Rize (Şenöz Vadisi), İzmir, Antalya, Batman (Hasankeyf), Edirne, Erzurum, Kastamonu (Loç Bölgesi)’dan hareket eden kervanların Ankara’ya varmasıyla sonuçlanacak bir yürüyüş olarak Türkiye Su Meclisi ile başladı. Kendisini “16-17 Ocak 2010 tarihinde Rize İkizdere’de bir araya gelerek, suyun kamu tarafından sahiplenilmesini sağlayacak su politikalarının hayata geçmesi için mücadele eden sivil yapılar ve bireyler” şeklinde ifade eden meclis yayınladığı manifestoda; insanların, şirketlerin veya devletlerin doğanın kadim dengesini ve işleyişini bozacak herhangi bir tasarrufta bulunamayacağını, “sürdürülebilir kalkınma”, “koruma kullanma dengesi”, “üstün kamu yararı”, gibi kavramlarla maskelenerek doğanın sömürülemeyeceğini ve tüm dünyada olduğu gibi Türkiye’de de yıkıcı sonuçlar doğuran uygulamalara müdahale etmenin bir zorunluluk haline geldiğini paylaşmıştı. Şu anda siteye erişim sağlanamadığı için doğrudan manifestoyu paylaşmam mümkün olmadı. Manifesto paylaşımı ve kervanların hareketinin ardından Supolitik Çalışma Grubunu tarafından yöneltilen eleştirilere cevaben “Türkiye Su Meclisi, son zamanlarda artan bir ivme ile sistemli bir karalama kampanyasının odağı haline getirilmiştir. Meclis üyeleri, yapılan ithamları derin bir üzüntü ile izlemektedir… Türkiye Su Meclisi, yaşadığımız toprakların acımasızca katledildiği ve kapitalist sistemin emrine sunulduğu bir dönemde, HES’lere karşı mücadele eden tüm tarafları itidal, saygı ve birlik beraberlik içinde hareket etmeye davet etmektedir.” cümleleriyle son bulan bir metin yayınlamıştı.

Büyük Anadolu Yürüyüşü başlarken…[2] başlıklı yazıda Supolitik Çalışma Grubu‘ndan Gaye Yılmaz‘la yapılan röportaja ulaşabilirsiniz.

Büyük Anadolu Yürüyüşü’nün Talepleri Nelerdi?

Hareketin sözcüsü Pervin Çoban Savran (Sarıkeçililer Derneği Başkanı), “Var olan idari sistemin, taleplerimizi karşılayacağına dair artık inancımız kalmadığından halk olarak bu gidişe dur demek ve kendi yaşam hakkımızı savunmak için ayağa kalkıyoruz.
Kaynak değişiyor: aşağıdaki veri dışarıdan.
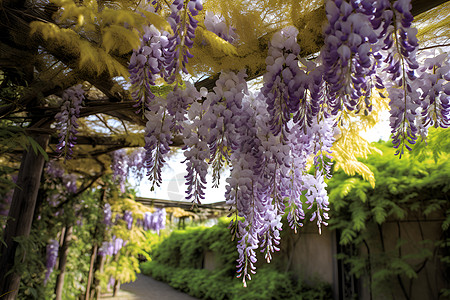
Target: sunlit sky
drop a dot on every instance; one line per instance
(173, 183)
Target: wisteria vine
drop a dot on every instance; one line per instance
(267, 137)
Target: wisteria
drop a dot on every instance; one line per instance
(52, 255)
(127, 164)
(154, 221)
(107, 215)
(268, 137)
(183, 25)
(67, 123)
(146, 64)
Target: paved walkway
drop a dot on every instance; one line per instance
(146, 287)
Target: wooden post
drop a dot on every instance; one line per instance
(91, 271)
(62, 262)
(21, 215)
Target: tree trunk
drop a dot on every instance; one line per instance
(20, 216)
(91, 270)
(62, 262)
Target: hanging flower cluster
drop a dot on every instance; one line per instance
(111, 248)
(154, 221)
(52, 255)
(435, 91)
(67, 120)
(126, 164)
(151, 221)
(268, 137)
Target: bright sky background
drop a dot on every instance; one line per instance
(173, 183)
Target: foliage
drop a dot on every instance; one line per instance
(178, 260)
(49, 46)
(409, 189)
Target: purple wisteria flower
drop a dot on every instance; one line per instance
(158, 137)
(146, 64)
(52, 255)
(67, 120)
(435, 97)
(280, 84)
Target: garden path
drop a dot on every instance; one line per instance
(145, 287)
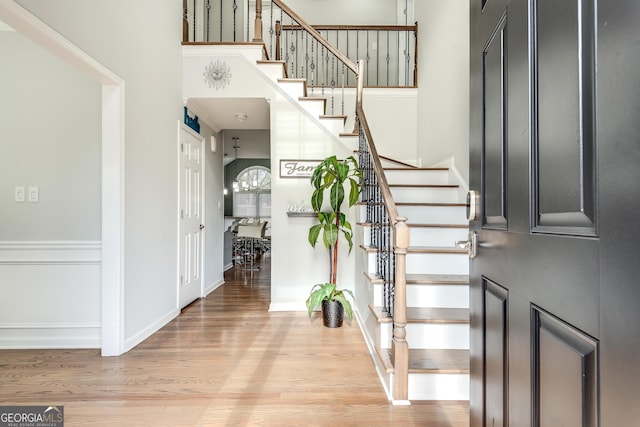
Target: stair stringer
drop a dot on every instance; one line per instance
(422, 386)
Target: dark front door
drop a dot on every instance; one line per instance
(555, 161)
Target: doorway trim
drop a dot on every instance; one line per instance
(112, 172)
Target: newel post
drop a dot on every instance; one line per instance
(399, 346)
(185, 22)
(278, 32)
(257, 33)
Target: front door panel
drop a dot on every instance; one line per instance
(533, 156)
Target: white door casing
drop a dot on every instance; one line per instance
(190, 216)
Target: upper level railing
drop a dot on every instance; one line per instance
(390, 238)
(389, 231)
(389, 51)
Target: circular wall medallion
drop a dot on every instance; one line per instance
(217, 75)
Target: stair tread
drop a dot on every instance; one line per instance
(414, 169)
(297, 81)
(431, 205)
(437, 315)
(423, 225)
(313, 98)
(424, 250)
(430, 361)
(292, 80)
(455, 279)
(381, 316)
(435, 225)
(436, 250)
(427, 279)
(280, 63)
(426, 315)
(439, 361)
(424, 185)
(333, 116)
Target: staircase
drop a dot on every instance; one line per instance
(437, 330)
(437, 271)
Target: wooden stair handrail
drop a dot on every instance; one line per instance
(316, 35)
(399, 345)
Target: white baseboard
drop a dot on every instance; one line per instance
(35, 274)
(50, 336)
(212, 287)
(288, 306)
(380, 370)
(150, 330)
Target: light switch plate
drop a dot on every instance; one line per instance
(34, 194)
(19, 194)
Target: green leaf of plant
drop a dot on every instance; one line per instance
(316, 199)
(354, 192)
(337, 196)
(314, 232)
(348, 310)
(330, 234)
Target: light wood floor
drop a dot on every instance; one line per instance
(226, 361)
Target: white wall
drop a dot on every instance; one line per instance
(443, 92)
(148, 58)
(50, 138)
(341, 12)
(213, 211)
(295, 265)
(49, 249)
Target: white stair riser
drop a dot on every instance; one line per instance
(438, 387)
(425, 195)
(335, 126)
(386, 335)
(453, 296)
(434, 214)
(293, 89)
(445, 237)
(428, 263)
(438, 335)
(409, 176)
(313, 106)
(437, 263)
(350, 141)
(273, 71)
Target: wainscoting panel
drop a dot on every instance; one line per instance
(50, 294)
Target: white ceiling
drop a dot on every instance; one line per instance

Nisan 2011 itibariyle vadilerden, köylerden, kasabalardan, şehirlerden yola çıkarak, Türkiye’nin dört bir yanından yol alacak kervanlar halinde Ankara’ya yürüyeceğiz. Taleplerimiz yerine getirilene kadar geri dönmeyeceğiz. Doğanın hassas dengesini korumanın, insan olarak vicdani sorumluluğumuz olduğunu düşünen herkesi bu hareketi desteklemeye çağırıyoruz.” sözleriyle eylem çağrısı yapmış ve öncelikli taleplerini şöyle sıralamıştı:

  • Doğayı bir meta olarak gören kalkınma modeli terk edilmeli, “doğa anamızın yaşama hakkı” anayasal güvence altına alınmalıdır.
  • “Her insan doğduğu yerde doyabilmeli” ilkesinden yola çıkarak, kırsalda yaşayan insanların büyük kentlere göçünü engelleyecek ve geleneksel yaşam biçimlerimizi destekleyecek düzenlemeler hayata geçirilmelidir.
  • Kırsal yaşamımızı, kültürel mirasımızı ve biyolojik çeşitliliğimizi tehdit eden, kâr hırsıyla hazırlanmış hidroelektrik santral (HES) ve baraj projelerinin tamamı durdurulmalıdır. Bugüne kadar yapılmış uygulamaların doğal alanlarımız üzerinde yarattığı yıkımı giderecek çalışmalar acilen başlatılmalıdır.
  • Ormanlarımızın yok olmasının önünü açacak 2B yasal düzenlemeleri derhal geri çekilmeli, ormanların özelleştirilmesine dair hazırlıklar durdurulmalıdır.
  • Ne koruma alanlarını, ne tarım alanlarını ne de canlı yaşamını dikkate alan madencilik faaliyetleri durdurulmalı, bu faaliyetlerin ekosistem üzerindeki etkisi göz ardı edilerek verilmiş tüm maden ruhsatları iptal edilmelidir.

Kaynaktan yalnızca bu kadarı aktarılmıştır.